Using R to convert SPSS data files for Mplus

For the structural equation modeling that I do, I typically use Mplus. When I need to write a script for a Monte Carlo simulation, or for additional data analysis and visualization, I use Matlab. One of the challenges is that I am usually not the one who does the actual data collection. Most data files I analyze come to me as .sav or .por files, which are native to SPSS. The good thing about this is that when SPSS is used for data entry, the metadata fields are usually pretty well-populated. That helps considerably in understanding what each of the variables represent, and how the data was collected.
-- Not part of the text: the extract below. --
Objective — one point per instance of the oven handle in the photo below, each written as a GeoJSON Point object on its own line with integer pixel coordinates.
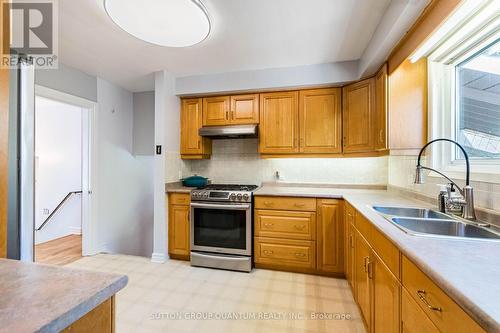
{"type": "Point", "coordinates": [218, 206]}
The problem, however, is that the .sav format is not universal, so other analysis tools have their own way of reading and storing data. Mplus is particularly fussy. Data must be stored in a plain text ASCII file, either space or comma separated, and even column headers will cause reading of the input data file to fail. So, how do we resolve this situation?

Before I continue, I should note that this certainly isn’t the only approach. In fact, Christian Geiser gives a detailed example in his book “Data Analysis with Mplus” of how to convert files using SPSS so they can be read by Mplus. In my situation, however, I want to do it without using SPSS. Although I technically could use SPSS, it is inconvenient for me because I use Linux, and SPSS runs only on windows 1. I do have a virtual machine that I can use, but what I was looking for here was an option that would work on my native operating system. Enter R.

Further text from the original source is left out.